Federleichte Visionen für die Straßen von Übermorgen

Rikscha für Reiche: So stellen sich die Maybach-Designer einen leichten Luxus-Gleiter für die ferne Zukunft vor.

Da können die Designer noch so gute Ideen haben – sobald Controller und Ingenieure mitreden, werden auch aus den tollsten Entwürfen doch wieder ziemlich gewöhnliche Autos. Einmal im Jahr jedoch dürfen die Kreativen sich so richtig austoben – bei der Los Angeles Design Challenge. Für den renommierten Wettbewerb zur Autoshow im November in Los Angeles skizzieren die Kreativen aus den Design-Studios rund um die Metropole am Pazifik ihre Visionen für die Straßen von Übermorgen und lassen sich dabei weder von Kostenkillern noch von Konstrukteuren hineinreden: Geht nicht, gibt’s nicht, lautet die Devise – selbst wenn die Autos mit Druckluft fahren oder aus Algen gebaut werden sollen. Bei aller Spinnerei adressieren die Fingerübungen stets ein Thema, das aktuell ebenfalls in der Diskussion ist. In diesem Jahr ist das der Leichtbau, der neben sparsameren Antrieben als Schlüsseltechnologie für saubere und umweltfreundliche Fahrzeuge gilt. Bei der LA Design Challenge in diesem Jahr galt es daher, Viersitzer zu kreieren, die nicht mehr als 500 Kilogramm wiegen.

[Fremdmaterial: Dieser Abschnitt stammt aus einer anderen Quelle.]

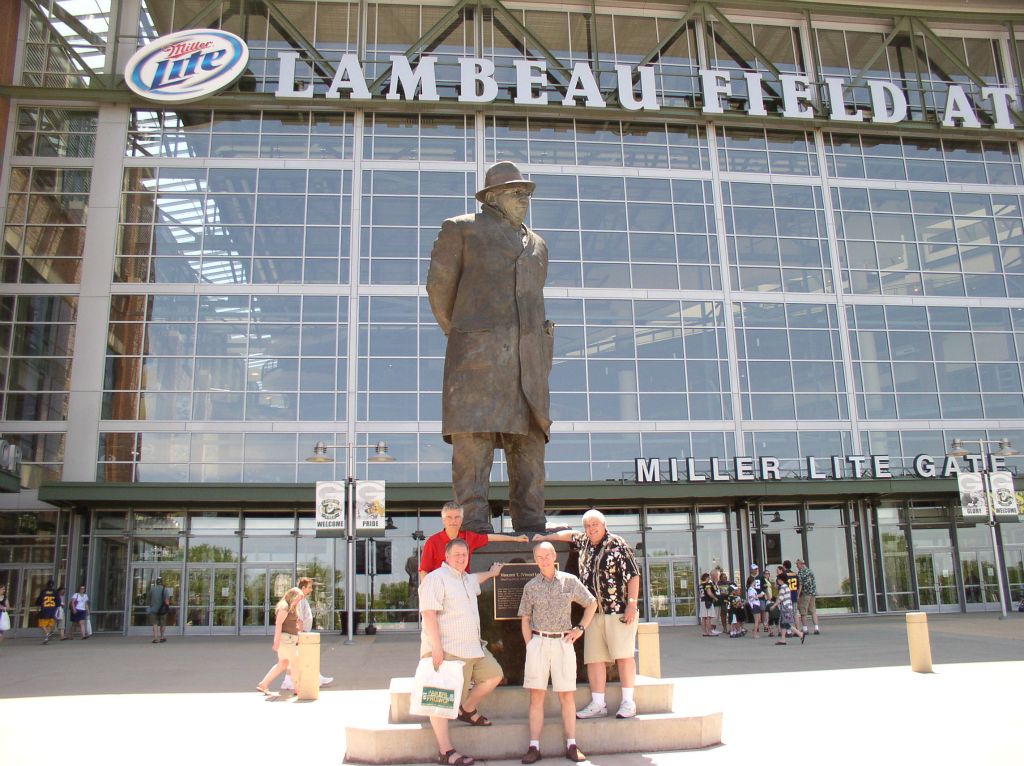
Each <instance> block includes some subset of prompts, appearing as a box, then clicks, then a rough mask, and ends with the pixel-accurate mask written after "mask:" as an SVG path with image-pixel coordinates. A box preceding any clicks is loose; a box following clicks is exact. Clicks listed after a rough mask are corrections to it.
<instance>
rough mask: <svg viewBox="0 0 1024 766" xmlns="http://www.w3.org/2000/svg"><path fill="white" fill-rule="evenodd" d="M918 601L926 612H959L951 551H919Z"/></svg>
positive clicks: (921, 607)
mask: <svg viewBox="0 0 1024 766" xmlns="http://www.w3.org/2000/svg"><path fill="white" fill-rule="evenodd" d="M913 560H914V566H915V568H916V572H918V600H919V603H920V604H921V608H922V610H924V611H959V593H957V591H956V572H955V571H954V569H953V553H952V551H950V550H938V551H918V552H916V553H915V554H914V557H913Z"/></svg>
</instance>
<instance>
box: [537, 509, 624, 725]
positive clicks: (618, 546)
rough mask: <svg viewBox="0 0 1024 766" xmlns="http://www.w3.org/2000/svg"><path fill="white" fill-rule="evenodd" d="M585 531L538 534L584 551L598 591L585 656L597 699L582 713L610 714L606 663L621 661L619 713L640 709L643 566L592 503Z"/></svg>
mask: <svg viewBox="0 0 1024 766" xmlns="http://www.w3.org/2000/svg"><path fill="white" fill-rule="evenodd" d="M583 528H584V531H582V533H579V531H572V530H571V529H565V530H563V531H558V533H553V534H551V535H537V536H535V537H534V541H535V542H538V543H540V542H544V541H549V542H550V541H556V540H560V541H569V542H570V543H571V544H572V547H573V548H574V549H575V550H577V551H578V552H579V555H580V580H582V581H583V583H584V585H586V586H587V588H588V589H589V590H590V592H591V593H593V594H594V595H595V596H596V597H597V603H598V607H597V614H595V615H594V622H593V624H592V625H591V627H590V630H588V631H587V638H586V639H585V641H584V645H583V658H584V663H585V664H586V665H587V679H588V680H589V681H590V690H591V695H592V699H591V700H590V703H589V704H588V705H587V707H585V708H584V709H583V710H581V711H579V712H577V718H600V717H603V716H606V715H608V708H607V705H606V704H605V700H604V690H605V687H606V685H607V670H606V667H605V665H606V663H610V662H614V663H615V664H616V665H617V666H618V680H620V681H621V683H622V687H623V701H622V705H621V706H620V707H618V712H617V713H616V714H615V718H633V717H634V716H635V715H636V714H637V707H636V703H635V701H634V699H633V691H634V687H635V686H636V674H637V664H636V657H635V652H636V639H637V628H638V626H639V624H640V612H639V608H638V607H637V600H638V599H639V597H640V567H639V566H638V565H637V560H636V558H635V557H634V555H633V550H632V549H631V548H630V546H629V544H628V543H627V542H626V541H625V540H623V539H622V538H621V537H618V536H617V535H612V534H610V533H609V531H608V527H607V522H606V521H605V518H604V514H603V513H601V512H600V511H599V510H597V509H596V508H591V509H590V510H589V511H587V512H586V513H585V514H584V515H583Z"/></svg>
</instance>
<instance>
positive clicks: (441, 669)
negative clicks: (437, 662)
mask: <svg viewBox="0 0 1024 766" xmlns="http://www.w3.org/2000/svg"><path fill="white" fill-rule="evenodd" d="M463 665H465V663H463V662H462V661H460V659H445V661H444V662H443V663H441V667H440V668H438V669H437V670H434V663H433V661H432V659H431V658H430V657H424V658H423V659H421V661H420V664H419V665H418V666H417V667H416V676H414V678H413V694H412V696H411V698H410V700H409V712H410V713H412V714H413V715H414V716H436V717H438V718H458V716H459V706H460V705H462V685H463V680H462V666H463Z"/></svg>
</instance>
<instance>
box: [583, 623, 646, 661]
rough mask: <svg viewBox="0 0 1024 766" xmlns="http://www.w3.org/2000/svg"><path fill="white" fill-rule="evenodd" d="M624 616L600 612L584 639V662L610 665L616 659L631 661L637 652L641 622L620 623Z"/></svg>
mask: <svg viewBox="0 0 1024 766" xmlns="http://www.w3.org/2000/svg"><path fill="white" fill-rule="evenodd" d="M621 616H622V614H604V613H601V612H598V613H597V614H595V615H594V622H593V623H591V624H590V627H589V628H588V629H587V633H586V635H585V637H584V644H583V662H584V663H586V664H587V665H590V664H591V663H610V662H612V661H615V659H629V658H631V657H632V656H633V654H634V652H635V651H636V645H637V630H638V629H639V627H640V621H639V620H638V621H637V622H634V623H630V624H628V625H627V624H626V623H622V622H620V620H618V618H621Z"/></svg>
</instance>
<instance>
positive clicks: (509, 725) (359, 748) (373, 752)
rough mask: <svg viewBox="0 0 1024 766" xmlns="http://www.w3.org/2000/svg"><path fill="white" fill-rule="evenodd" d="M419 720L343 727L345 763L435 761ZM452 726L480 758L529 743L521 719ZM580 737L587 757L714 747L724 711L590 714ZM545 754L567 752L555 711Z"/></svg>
mask: <svg viewBox="0 0 1024 766" xmlns="http://www.w3.org/2000/svg"><path fill="white" fill-rule="evenodd" d="M548 696H554V694H553V693H550V694H549V695H548ZM522 713H523V714H524V713H525V709H523V710H522ZM420 721H421V722H420V723H399V724H388V723H384V722H382V723H381V724H379V725H364V726H347V727H345V741H346V747H347V752H346V753H345V762H346V763H366V764H394V763H428V762H431V763H436V762H437V743H436V740H435V739H434V735H433V732H432V731H431V729H430V724H429V722H428V721H426V719H420ZM450 731H451V735H452V744H453V746H454V747H455V748H456V749H457V750H458V751H459V752H460V753H462V754H464V755H468V756H472V757H473V758H476V759H518V758H520V757H521V756H522V755H523V754H524V753H525V752H526V748H527V746H528V744H529V729H528V727H527V724H526V721H525V720H524V719H521V718H520V719H518V720H508V721H505V720H496V721H495V724H494V726H487V727H483V726H469V725H468V724H465V723H462V722H460V721H454V722H452V724H451V725H450ZM577 741H578V742H579V744H580V749H581V750H582V751H583V752H584V753H585V754H586V755H587V756H596V755H605V754H610V753H656V752H675V751H683V750H697V749H700V748H710V747H712V746H715V744H719V743H721V741H722V714H721V713H708V714H703V715H688V714H680V713H648V714H641V715H638V716H637V717H636V718H631V719H627V720H618V719H616V718H613V717H612V718H592V719H589V720H586V721H577ZM541 753H543V754H544V756H545V757H546V758H559V759H560V758H562V756H563V755H564V753H565V739H564V738H563V736H562V726H561V720H560V719H559V718H558V717H557V716H552V715H549V716H546V717H545V726H544V731H543V733H542V735H541Z"/></svg>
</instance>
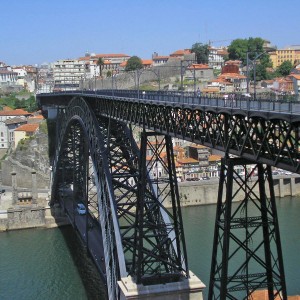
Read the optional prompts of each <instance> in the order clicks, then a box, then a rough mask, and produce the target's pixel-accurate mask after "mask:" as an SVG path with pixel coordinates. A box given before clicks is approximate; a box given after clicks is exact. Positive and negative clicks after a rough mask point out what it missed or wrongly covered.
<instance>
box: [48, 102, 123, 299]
mask: <svg viewBox="0 0 300 300" xmlns="http://www.w3.org/2000/svg"><path fill="white" fill-rule="evenodd" d="M58 120H59V121H60V123H59V126H58V127H57V139H56V152H55V155H54V158H53V160H52V161H53V164H52V167H53V180H52V194H51V198H52V199H51V203H52V204H53V203H54V202H55V201H57V200H58V199H59V197H57V195H58V191H59V187H60V185H61V183H62V182H63V184H73V193H72V194H73V198H74V199H73V201H76V200H77V199H75V198H77V197H80V201H82V202H84V203H85V204H86V207H88V208H90V206H89V202H88V199H89V193H88V188H89V187H88V186H89V184H88V180H91V175H93V180H94V185H95V187H94V189H96V191H97V200H95V198H94V200H93V201H94V207H96V208H97V209H98V211H97V212H96V214H94V217H96V218H97V219H98V221H99V226H100V227H101V236H102V247H103V252H104V260H105V276H106V284H107V291H108V296H109V299H117V298H118V293H119V287H118V283H117V281H118V280H119V278H121V277H124V276H126V275H127V273H126V268H125V259H124V252H123V249H122V242H121V237H120V230H119V225H118V218H117V215H116V210H115V200H114V194H113V189H112V180H111V172H110V169H109V163H108V153H107V128H103V126H101V124H100V123H99V122H98V120H97V118H96V116H95V115H94V113H93V111H92V109H91V108H90V107H89V105H88V104H87V103H86V102H85V101H84V100H83V99H82V98H80V97H78V98H76V97H75V98H74V99H73V100H72V101H71V102H70V104H69V106H68V107H67V108H66V109H63V110H60V115H59V116H58ZM90 165H92V168H93V171H91V172H90ZM94 197H95V196H94ZM95 201H97V205H95ZM71 209H72V208H71ZM90 213H92V212H91V211H90V210H89V214H90ZM86 228H87V227H86Z"/></svg>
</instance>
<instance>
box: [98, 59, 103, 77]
mask: <svg viewBox="0 0 300 300" xmlns="http://www.w3.org/2000/svg"><path fill="white" fill-rule="evenodd" d="M97 66H99V70H100V77H102V70H103V66H104V59H103V57H99V58H98V60H97Z"/></svg>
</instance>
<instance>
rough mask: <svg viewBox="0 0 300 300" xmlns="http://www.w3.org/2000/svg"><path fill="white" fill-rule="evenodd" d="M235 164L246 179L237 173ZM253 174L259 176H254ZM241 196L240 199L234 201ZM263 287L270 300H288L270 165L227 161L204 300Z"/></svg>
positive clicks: (225, 160)
mask: <svg viewBox="0 0 300 300" xmlns="http://www.w3.org/2000/svg"><path fill="white" fill-rule="evenodd" d="M236 165H239V166H242V167H243V169H244V170H245V175H239V174H237V172H236V171H235V168H234V167H235V166H236ZM250 169H251V170H250ZM256 172H257V174H258V176H257V177H255V178H254V177H252V174H254V173H256ZM233 182H235V184H236V185H238V189H237V190H236V191H234V190H233ZM281 185H283V181H282V184H281ZM255 186H256V187H258V192H257V191H255ZM280 188H281V190H282V187H281V186H280ZM241 194H242V195H243V200H242V201H240V202H237V203H233V202H234V199H235V197H237V195H241ZM266 288H267V289H268V296H269V299H271V300H274V299H282V300H286V299H287V295H286V285H285V276H284V268H283V258H282V250H281V243H280V235H279V225H278V218H277V210H276V202H275V193H274V185H273V178H272V171H271V167H270V166H265V165H263V164H256V165H253V162H250V161H247V160H246V159H241V158H228V157H225V158H223V159H222V165H221V174H220V183H219V193H218V203H217V216H216V223H215V235H214V245H213V254H212V265H211V275H210V284H209V296H208V299H209V300H212V299H214V300H215V299H249V298H251V295H252V293H253V292H254V291H256V290H259V289H266Z"/></svg>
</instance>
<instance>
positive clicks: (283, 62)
mask: <svg viewBox="0 0 300 300" xmlns="http://www.w3.org/2000/svg"><path fill="white" fill-rule="evenodd" d="M292 68H293V65H292V63H291V62H290V61H288V60H286V61H284V62H283V63H282V64H281V65H280V66H278V68H277V69H276V71H277V72H278V73H279V74H280V75H281V76H287V75H289V74H290V73H291V70H292Z"/></svg>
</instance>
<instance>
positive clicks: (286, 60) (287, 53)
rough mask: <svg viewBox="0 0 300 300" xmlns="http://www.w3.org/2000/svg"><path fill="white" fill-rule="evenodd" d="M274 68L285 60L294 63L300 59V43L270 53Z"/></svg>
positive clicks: (279, 49) (275, 50) (278, 65)
mask: <svg viewBox="0 0 300 300" xmlns="http://www.w3.org/2000/svg"><path fill="white" fill-rule="evenodd" d="M269 55H270V59H271V60H272V63H273V68H277V67H279V66H280V65H281V64H282V63H283V62H284V61H290V62H291V63H292V65H294V63H295V61H299V60H300V45H295V46H288V47H286V48H284V49H277V50H275V51H273V52H270V53H269Z"/></svg>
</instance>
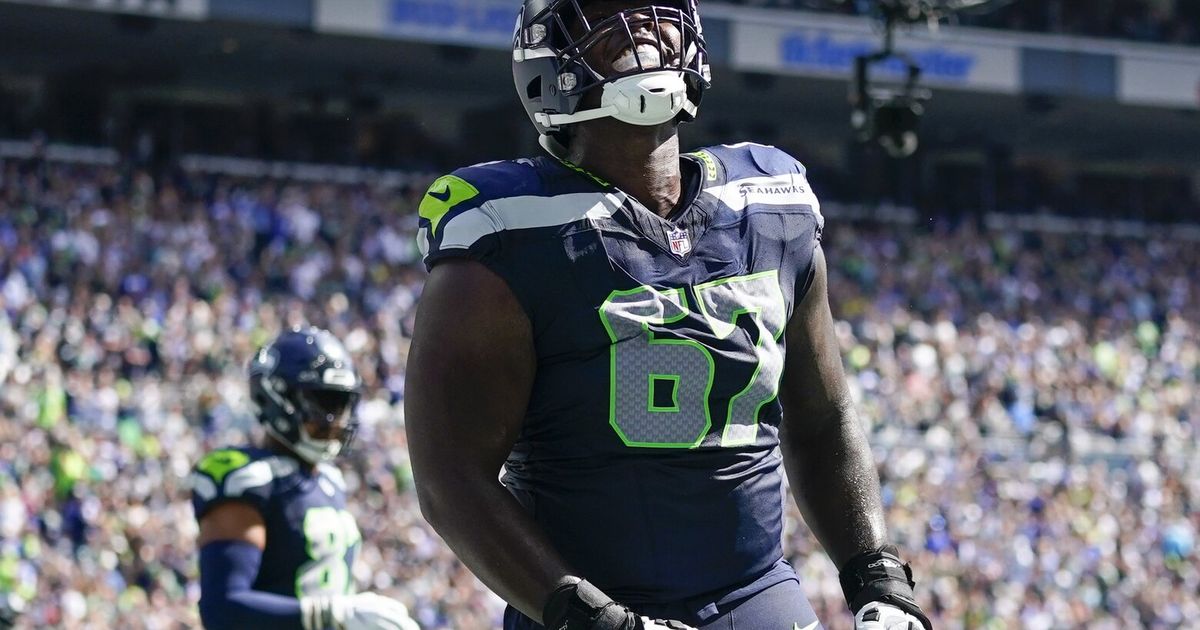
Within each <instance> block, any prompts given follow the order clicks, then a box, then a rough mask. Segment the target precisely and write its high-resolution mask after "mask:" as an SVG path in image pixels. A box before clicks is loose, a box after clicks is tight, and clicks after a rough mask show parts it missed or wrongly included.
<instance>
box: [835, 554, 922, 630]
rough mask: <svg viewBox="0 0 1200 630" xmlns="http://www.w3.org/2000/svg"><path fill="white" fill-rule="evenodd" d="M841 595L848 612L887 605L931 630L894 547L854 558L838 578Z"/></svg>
mask: <svg viewBox="0 0 1200 630" xmlns="http://www.w3.org/2000/svg"><path fill="white" fill-rule="evenodd" d="M838 578H839V581H840V582H841V592H842V594H844V595H845V596H846V604H848V605H850V610H851V611H854V613H856V614H857V613H858V611H860V610H862V608H863V606H866V605H868V604H870V602H872V601H878V602H882V604H890V605H892V606H895V607H898V608H900V610H902V611H904V612H907V613H908V614H912V616H913V617H917V618H918V619H920V622H922V624H924V626H925V629H926V630H930V629H931V628H932V624H930V622H929V617H926V616H925V612H924V611H922V610H920V606H918V605H917V595H916V594H914V593H913V590H912V589H913V587H916V586H917V583H916V582H913V580H912V569H911V568H910V566H908V564H907V563H905V562H901V560H900V556H899V552H898V551H896V548H895V546H893V545H884V546H882V547H880V548H877V550H871V551H868V552H864V553H859V554H858V556H854V557H853V558H851V559H850V562H847V563H846V564H845V566H842V568H841V572H840V574H839V575H838Z"/></svg>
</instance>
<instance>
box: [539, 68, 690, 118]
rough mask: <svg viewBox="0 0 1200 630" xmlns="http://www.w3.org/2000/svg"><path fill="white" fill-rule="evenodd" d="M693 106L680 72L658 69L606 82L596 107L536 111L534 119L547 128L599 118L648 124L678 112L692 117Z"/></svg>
mask: <svg viewBox="0 0 1200 630" xmlns="http://www.w3.org/2000/svg"><path fill="white" fill-rule="evenodd" d="M696 109H697V108H696V104H695V103H692V102H691V101H689V100H688V83H686V82H684V78H683V73H682V72H672V71H659V72H646V73H643V74H635V76H632V77H623V78H619V79H617V80H614V82H612V83H606V84H605V86H604V92H602V94H601V96H600V107H599V108H596V109H588V110H586V112H576V113H574V114H536V119H538V122H540V124H541V125H542V126H546V127H558V126H562V125H571V124H575V122H584V121H587V120H596V119H601V118H614V119H617V120H619V121H622V122H626V124H629V125H637V126H642V127H650V126H654V125H662V124H664V122H670V121H672V120H674V118H676V116H677V115H679V113H680V112H688V113H689V114H690V115H692V116H695V115H696Z"/></svg>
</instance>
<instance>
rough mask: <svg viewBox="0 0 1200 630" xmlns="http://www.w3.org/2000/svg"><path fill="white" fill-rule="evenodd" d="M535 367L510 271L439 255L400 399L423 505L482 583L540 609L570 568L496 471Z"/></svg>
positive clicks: (528, 398) (417, 483)
mask: <svg viewBox="0 0 1200 630" xmlns="http://www.w3.org/2000/svg"><path fill="white" fill-rule="evenodd" d="M533 378H534V347H533V332H532V330H530V325H529V320H528V318H527V317H526V314H524V312H523V311H522V310H521V306H520V305H518V304H517V300H516V298H515V296H514V295H512V292H511V290H510V289H509V287H508V286H506V284H505V283H504V281H503V280H500V278H499V277H498V276H497V275H496V274H493V272H492V271H490V270H488V269H487V268H485V266H484V265H482V264H480V263H474V262H466V260H448V262H445V263H442V264H439V265H438V266H436V268H434V269H433V271H432V272H431V275H430V278H428V282H427V283H426V286H425V293H424V294H422V296H421V305H420V310H419V312H418V317H416V330H415V332H414V335H413V348H412V354H410V355H409V360H408V373H407V379H408V388H407V389H408V396H407V397H406V400H404V416H406V427H407V431H408V436H409V451H410V454H412V458H413V475H414V479H415V482H416V490H418V496H419V498H420V504H421V512H422V514H424V515H425V517H426V520H428V522H430V523H431V524H432V526H433V528H434V529H437V532H438V534H440V535H442V538H444V539H445V541H446V544H449V545H450V547H451V548H454V551H455V552H456V553H457V554H458V557H460V558H462V560H463V562H464V563H466V564H467V566H469V568H470V569H472V571H474V572H475V575H478V576H479V577H480V580H482V581H484V583H486V584H487V586H488V587H490V588H492V589H493V590H494V592H496V593H498V594H499V595H500V596H502V598H504V599H505V600H506V601H509V602H512V604H514V605H515V606H516V607H518V608H520V610H521V611H522V612H523V613H526V614H528V616H529V617H532V618H534V619H541V614H542V606H544V605H545V602H546V598H547V595H548V594H550V592H551V590H552V589H553V588H554V584H556V583H557V582H558V581H559V580H562V578H563V577H564V576H566V575H569V574H570V570H569V569H568V566H566V564H565V562H564V560H563V559H562V558H560V557H559V556H558V553H556V552H554V550H553V548H552V547H551V545H550V542H548V541H547V540H546V538H545V535H542V534H541V532H540V530H539V528H538V524H536V523H534V521H533V520H532V518H530V517H529V515H528V514H527V512H526V511H524V509H522V506H521V505H520V504H518V503H517V500H516V499H515V498H514V497H512V494H510V493H509V491H508V490H505V488H504V486H503V485H502V484H500V482H499V479H498V475H499V472H500V467H502V466H503V464H504V460H505V458H506V457H508V455H509V452H510V451H511V450H512V444H514V443H515V442H516V439H517V436H518V433H520V431H521V425H522V421H523V420H524V413H526V407H527V404H528V400H529V391H530V389H532V385H533Z"/></svg>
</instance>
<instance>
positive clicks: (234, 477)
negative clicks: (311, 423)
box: [190, 449, 296, 518]
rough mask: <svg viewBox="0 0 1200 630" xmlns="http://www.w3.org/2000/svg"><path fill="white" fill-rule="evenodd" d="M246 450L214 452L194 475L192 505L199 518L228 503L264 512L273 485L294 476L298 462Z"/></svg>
mask: <svg viewBox="0 0 1200 630" xmlns="http://www.w3.org/2000/svg"><path fill="white" fill-rule="evenodd" d="M264 455H265V454H258V452H254V451H252V450H246V449H220V450H215V451H212V452H210V454H208V455H206V456H204V458H203V460H200V462H199V463H197V464H196V469H194V470H193V472H192V474H191V478H190V482H191V488H192V503H193V505H194V508H196V516H197V518H199V517H200V516H203V515H204V512H205V511H208V509H209V508H211V506H212V505H215V504H216V503H218V502H222V500H227V499H239V500H245V502H248V503H251V504H252V505H254V506H256V508H259V509H262V508H263V506H265V504H266V502H268V500H269V499H270V494H271V482H272V481H274V480H275V479H277V478H282V476H286V475H289V474H292V473H294V472H295V468H296V464H295V462H293V461H290V460H287V458H282V457H272V456H264Z"/></svg>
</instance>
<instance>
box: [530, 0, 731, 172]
mask: <svg viewBox="0 0 1200 630" xmlns="http://www.w3.org/2000/svg"><path fill="white" fill-rule="evenodd" d="M647 1H648V2H653V4H652V6H647V7H642V8H630V10H625V11H622V12H619V13H617V14H614V16H611V17H608V18H605V19H604V20H600V22H596V23H594V24H593V23H590V22H589V20H588V19H587V18H586V17H584V16H583V6H584V5H587V4H588V0H524V6H523V7H522V8H521V16H520V17H518V19H517V25H516V31H515V34H514V37H512V78H514V80H515V83H516V89H517V94H518V95H520V97H521V102H522V104H524V108H526V113H528V114H529V118H530V120H533V124H534V126H535V127H538V133H540V134H541V142H542V145H544V146H545V148H546V149H547V150H550V151H551V152H552V154H556V155H562V154H563V151H564V148H565V146H566V134H565V133H564V127H565V126H566V125H571V124H575V122H582V121H584V120H594V119H598V118H606V116H612V118H616V119H617V120H622V121H624V122H629V124H631V125H660V124H662V122H667V121H670V120H679V121H691V120H694V119H695V118H696V112H697V109H698V108H700V101H701V97H702V96H703V94H704V90H707V89H708V88H709V85H710V78H712V73H710V71H709V66H708V53H707V50H706V48H704V34H703V29H702V28H701V24H700V12H698V10H697V7H696V2H697V0H647ZM661 23H673V24H676V25H677V26H678V29H679V32H680V35H682V42H680V50H679V52H678V54H677V55H670V54H667V53H670V52H667V50H664V48H662V46H661V40H662V37H661V32H660V31H659V29H660V26H659V25H660V24H661ZM643 26H649V28H650V29H652V30H653V31H654V32H656V34H658V36H659V37H658V40H659V41H660V46H659V52H660V54H659V60H660V65H655V66H652V67H644V66H643V62H642V60H641V59H640V58H638V56H636V55H635V60H636V64H635V65H634V67H632V68H630V70H626V71H623V72H613V73H611V76H604V74H602V73H601V72H599V71H598V70H596V68H593V67H592V66H590V65H589V64H588V62H587V60H586V59H584V56H586V55H587V53H588V52H589V50H590V49H592V48H593V47H595V46H596V44H600V43H602V42H606V41H607V38H608V37H610V36H618V37H620V36H624V37H628V38H629V43H630V46H631V47H632V48H634V49H636V48H637V44H636V42H635V40H634V37H635V34H636V32H637V31H638V29H640V28H643ZM593 89H600V90H604V92H602V96H601V103H600V107H599V108H595V109H588V110H582V112H581V110H580V107H581V104H582V102H583V96H584V95H586V94H588V92H589V91H590V90H593Z"/></svg>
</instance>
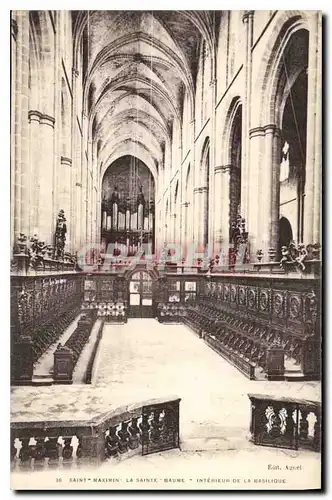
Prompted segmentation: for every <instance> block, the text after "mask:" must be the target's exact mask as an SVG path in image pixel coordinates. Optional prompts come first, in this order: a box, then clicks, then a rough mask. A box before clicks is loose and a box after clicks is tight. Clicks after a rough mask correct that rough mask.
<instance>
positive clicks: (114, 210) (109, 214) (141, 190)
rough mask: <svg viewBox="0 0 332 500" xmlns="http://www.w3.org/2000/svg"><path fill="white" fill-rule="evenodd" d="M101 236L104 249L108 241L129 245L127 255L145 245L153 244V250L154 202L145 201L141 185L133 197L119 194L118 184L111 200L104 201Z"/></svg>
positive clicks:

Was dabei heraus kommt, hat mit dem Auto, wie wir es kennen, nicht mehr viel gemein; zum Teil nicht einmal die Zahl der Räder. Muss es aber auch nicht – schließlich sollen sie Studien frühestens im Jahr 2030 fahren. Besonders viele Ideen entwickelten diesmal die Designer von Mercedes. Hatten sich in den vergangenen Jahren lediglich die Mitarbeiter des Studios in Karlsbad (Kalifornien) beteiligt, waren diesmal auch die Kreativen aus Stuttgart und Tokio mit von der Partie. So entstanden eine luxuriöse Maybach-Rikscha, die aufgehängt ist zwischen zwei elektrisch angetriebenen Rädern, ein Smart, der von Robotern aus Karbonfasern gestrickt wird und ein Mercedes-Sportwagen, der wie Obst oder Blumen in Gewächshäusern gezüchtet werden kann.

Auto vom Acker: Nissan will seine Sportwagen künftig in Karosserien hüllen, die aus nachwachsenden Rohstoffen gefertigt werden - Fasern von Efeu verstärkt mit den Seidenfäden von Spinnen.

Nicht minder abgedreht sind allerdings die Ideen, die aus den kalifornischen Studios der japanischen Hersteller kommen. So visioniert Honda von einem schnittigen Gleiter mit Druckluft-Antrieb, Nissan spart Gewicht durch Karosserieteile aus den Fasern von Efeu, die mit der Seide von Spinnen verstärkt werden, und Toyota nutzt für seine Leichtbau-Vision Karosserieteile aus Karbon und Meeresalgen, die ganz nebenbei – durch biochemische Prozesse – auch noch den Strom für die Elektromotoren produzieren. Dagegen wirken die Sportwagen von Volvo mit Druckluftantrieb und der rollende Gitterkäfig von Cadillac fast schon altmodisch.

Alle Entwürfe haben allerdings eines gemein: Es wird sie nicht nur niemals in Serie geben, sondern nicht einmal als reales Modell zum Anfassen. Denn gezeigt werden die Visionen ausschließlich als Skizzen im Format 1:1.